Guadalupe Rosales and Hank Willis Thomas Awarded Gordon Parks Foundation Fellowships
The Gordon Parks Foundation announced that Guadalupe Rosales and Hank Willis Thomas have been named 2019 fellows. The artists have each been awarded $20,000 to support new or ongoing projects that reflect and draw inspiration from the themes of representation and social justice in Parks’s creative work. Each project will culminate in exhibitions that will be held at the foundation’s exhibition space in Pleasantville, New York, later this year.

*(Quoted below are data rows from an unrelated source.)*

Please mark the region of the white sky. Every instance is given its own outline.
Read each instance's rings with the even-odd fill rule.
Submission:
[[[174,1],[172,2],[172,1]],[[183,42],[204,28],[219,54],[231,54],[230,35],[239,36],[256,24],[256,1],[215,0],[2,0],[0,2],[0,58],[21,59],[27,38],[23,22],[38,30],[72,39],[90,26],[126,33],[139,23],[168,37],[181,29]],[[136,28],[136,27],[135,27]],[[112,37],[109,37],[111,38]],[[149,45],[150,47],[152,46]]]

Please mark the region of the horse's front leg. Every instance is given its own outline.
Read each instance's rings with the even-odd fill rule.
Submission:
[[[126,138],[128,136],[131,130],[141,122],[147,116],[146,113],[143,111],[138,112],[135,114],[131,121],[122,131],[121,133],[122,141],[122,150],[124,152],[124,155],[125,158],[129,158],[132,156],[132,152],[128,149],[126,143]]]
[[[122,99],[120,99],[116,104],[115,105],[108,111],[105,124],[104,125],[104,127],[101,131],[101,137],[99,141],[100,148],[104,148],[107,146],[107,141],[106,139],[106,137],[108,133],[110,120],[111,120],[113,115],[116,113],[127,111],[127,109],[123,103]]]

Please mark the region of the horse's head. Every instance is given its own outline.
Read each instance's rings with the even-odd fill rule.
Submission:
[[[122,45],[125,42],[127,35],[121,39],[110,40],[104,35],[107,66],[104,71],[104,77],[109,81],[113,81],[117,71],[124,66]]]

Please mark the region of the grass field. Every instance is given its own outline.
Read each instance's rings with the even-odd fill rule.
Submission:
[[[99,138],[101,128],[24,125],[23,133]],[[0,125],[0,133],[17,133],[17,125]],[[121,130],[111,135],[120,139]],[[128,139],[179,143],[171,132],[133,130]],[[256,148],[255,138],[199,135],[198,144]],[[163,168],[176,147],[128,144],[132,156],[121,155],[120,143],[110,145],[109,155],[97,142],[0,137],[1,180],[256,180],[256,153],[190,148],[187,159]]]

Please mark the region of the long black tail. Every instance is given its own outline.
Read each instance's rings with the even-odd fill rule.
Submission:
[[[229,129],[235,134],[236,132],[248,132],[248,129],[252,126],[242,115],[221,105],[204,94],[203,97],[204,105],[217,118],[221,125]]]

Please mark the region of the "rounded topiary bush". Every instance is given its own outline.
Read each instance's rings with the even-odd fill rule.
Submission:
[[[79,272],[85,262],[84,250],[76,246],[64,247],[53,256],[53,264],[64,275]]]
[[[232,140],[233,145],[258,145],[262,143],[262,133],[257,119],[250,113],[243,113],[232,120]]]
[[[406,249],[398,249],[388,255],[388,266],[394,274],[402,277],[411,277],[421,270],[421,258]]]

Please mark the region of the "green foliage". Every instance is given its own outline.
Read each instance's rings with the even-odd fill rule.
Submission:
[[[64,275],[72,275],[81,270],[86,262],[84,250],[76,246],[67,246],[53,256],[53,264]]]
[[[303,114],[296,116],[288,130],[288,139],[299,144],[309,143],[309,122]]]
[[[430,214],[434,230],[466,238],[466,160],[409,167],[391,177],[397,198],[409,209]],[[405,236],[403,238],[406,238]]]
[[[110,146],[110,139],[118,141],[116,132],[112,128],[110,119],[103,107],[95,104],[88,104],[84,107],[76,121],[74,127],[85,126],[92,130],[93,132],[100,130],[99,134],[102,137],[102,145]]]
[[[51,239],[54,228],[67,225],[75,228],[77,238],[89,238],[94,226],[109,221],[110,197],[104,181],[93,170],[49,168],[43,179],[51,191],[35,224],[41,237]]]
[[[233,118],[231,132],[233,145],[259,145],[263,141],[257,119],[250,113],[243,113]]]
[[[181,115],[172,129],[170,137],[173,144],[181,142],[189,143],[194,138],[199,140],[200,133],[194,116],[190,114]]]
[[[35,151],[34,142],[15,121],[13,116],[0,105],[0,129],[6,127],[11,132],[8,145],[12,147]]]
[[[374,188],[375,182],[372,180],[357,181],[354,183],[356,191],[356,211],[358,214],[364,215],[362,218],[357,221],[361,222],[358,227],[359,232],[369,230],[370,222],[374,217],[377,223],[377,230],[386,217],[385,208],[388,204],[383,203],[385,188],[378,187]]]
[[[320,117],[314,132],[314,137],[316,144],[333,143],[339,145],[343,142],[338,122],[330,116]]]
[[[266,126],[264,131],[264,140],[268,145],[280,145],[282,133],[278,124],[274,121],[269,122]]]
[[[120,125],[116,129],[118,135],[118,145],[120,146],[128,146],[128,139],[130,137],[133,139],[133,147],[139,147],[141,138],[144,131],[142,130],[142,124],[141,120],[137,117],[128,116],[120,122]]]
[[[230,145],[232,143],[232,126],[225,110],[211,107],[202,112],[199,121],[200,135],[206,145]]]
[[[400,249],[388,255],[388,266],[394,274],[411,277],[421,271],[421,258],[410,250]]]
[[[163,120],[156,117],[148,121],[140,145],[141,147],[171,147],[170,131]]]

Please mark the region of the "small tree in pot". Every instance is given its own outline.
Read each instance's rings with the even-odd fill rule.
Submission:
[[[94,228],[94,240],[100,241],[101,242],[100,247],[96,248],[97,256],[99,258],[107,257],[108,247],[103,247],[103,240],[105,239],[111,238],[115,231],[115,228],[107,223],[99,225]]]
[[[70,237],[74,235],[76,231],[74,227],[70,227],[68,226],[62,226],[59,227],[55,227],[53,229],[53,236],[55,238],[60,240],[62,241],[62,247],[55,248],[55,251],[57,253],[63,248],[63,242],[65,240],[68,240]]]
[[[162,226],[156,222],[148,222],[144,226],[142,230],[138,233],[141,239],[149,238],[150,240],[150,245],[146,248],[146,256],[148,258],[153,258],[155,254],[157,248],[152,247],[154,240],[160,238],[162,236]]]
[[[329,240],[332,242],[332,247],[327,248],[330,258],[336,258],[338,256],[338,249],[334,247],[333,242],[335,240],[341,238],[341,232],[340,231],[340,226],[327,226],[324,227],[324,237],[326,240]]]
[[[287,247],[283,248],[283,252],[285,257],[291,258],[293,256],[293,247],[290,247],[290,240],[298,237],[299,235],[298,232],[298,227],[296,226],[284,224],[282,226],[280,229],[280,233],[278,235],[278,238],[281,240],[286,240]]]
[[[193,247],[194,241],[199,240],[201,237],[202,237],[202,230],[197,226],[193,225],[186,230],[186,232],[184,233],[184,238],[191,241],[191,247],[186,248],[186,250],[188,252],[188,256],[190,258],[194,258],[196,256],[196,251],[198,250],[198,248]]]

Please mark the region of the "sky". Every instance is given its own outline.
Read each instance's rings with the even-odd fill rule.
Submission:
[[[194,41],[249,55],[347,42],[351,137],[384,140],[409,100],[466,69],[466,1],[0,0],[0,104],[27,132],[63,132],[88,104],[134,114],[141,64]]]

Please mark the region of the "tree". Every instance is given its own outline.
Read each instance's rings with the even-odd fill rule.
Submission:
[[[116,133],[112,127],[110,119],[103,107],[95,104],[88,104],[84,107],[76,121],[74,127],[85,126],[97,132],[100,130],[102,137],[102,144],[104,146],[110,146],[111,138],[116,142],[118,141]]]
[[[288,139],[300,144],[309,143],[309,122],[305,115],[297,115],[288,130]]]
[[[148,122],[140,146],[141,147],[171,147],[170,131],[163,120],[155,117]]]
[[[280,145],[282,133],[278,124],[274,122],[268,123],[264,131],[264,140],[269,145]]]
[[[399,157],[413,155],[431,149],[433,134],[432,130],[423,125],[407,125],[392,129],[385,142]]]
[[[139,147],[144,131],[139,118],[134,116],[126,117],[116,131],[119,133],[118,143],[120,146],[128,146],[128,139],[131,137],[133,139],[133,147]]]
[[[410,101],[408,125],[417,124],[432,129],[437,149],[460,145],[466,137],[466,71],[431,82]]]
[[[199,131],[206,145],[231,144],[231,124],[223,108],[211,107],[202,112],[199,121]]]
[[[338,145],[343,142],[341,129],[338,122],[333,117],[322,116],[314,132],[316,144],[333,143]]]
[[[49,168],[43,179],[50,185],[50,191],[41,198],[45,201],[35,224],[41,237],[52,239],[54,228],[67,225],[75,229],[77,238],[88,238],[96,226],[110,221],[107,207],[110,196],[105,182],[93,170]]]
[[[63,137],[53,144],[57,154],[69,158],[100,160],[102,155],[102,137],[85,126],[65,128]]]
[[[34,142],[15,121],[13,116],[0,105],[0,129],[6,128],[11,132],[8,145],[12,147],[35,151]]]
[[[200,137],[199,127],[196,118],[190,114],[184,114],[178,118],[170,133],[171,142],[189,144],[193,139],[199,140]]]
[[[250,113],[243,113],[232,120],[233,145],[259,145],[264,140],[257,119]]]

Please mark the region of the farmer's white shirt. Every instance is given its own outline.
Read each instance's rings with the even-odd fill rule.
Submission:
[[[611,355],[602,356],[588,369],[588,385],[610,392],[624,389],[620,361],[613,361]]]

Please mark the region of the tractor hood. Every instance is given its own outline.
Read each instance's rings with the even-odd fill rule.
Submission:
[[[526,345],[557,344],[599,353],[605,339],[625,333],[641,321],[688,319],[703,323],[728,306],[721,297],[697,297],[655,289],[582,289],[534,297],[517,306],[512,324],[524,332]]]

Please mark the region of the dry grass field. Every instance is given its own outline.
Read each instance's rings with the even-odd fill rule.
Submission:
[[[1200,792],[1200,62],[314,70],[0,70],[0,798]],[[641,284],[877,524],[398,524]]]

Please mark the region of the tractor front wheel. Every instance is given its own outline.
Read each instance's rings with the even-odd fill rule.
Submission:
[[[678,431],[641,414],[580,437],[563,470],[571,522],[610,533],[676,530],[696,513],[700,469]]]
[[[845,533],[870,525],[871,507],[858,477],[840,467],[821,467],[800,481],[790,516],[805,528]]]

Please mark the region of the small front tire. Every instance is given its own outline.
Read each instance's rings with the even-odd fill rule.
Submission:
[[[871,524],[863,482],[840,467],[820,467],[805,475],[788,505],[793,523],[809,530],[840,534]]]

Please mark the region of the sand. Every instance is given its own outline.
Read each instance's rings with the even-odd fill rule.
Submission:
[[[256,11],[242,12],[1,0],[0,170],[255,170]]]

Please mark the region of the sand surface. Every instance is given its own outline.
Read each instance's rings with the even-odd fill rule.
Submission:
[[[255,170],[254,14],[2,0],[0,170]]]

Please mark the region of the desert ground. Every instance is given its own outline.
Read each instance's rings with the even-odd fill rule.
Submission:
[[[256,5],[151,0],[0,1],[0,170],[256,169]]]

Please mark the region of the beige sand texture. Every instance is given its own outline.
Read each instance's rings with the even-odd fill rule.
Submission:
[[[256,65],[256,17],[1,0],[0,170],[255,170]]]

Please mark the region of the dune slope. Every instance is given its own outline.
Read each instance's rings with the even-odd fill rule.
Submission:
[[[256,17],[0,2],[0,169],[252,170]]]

“Championing artists whose work advances the legacy of Gordon Parks is pivotal to the mission of the foundation,” said Peter W. Kunhardt Jr., the foundation’s executive director. “Both Guadalupe and Hank will engage the visual life of their communities through their work as artists, archivists, and photographers, and will explore completely distinct and individual narratives. Through our fellowship program, we are proud to support them in undertaking critical explorations within their practices, guided by the vision and inspiration of Gordon Parks.”
The foundation’s fellowship program was created to give artists the kind of crucial support that Parks received early in his career when he was the first photographer to be named a fellow of the Julius Rosenwald Fund in 1941. The fellowship was established in 1917 to elevate African American artists whose work focused on social issues and education.
During the fellowship period, Rosales will continue her collaborations with Latinx and LGBTQ communities, particularly in Los Angeles, that explore how people of color use photography to document and create their individual and collective histories. Thomas will examine the foundation’s archives for a project that will spotlight significant historical moments Parks captured with his camera.
Since 2017, the foundation has granted two fellowships each year to support photographers, artists, filmmakers, and musicians in the development and exhibition of new and ongoing projects. Former fellows include Derrick Adams, Deana Lawson, Devin Allen, and Harriet Dedman.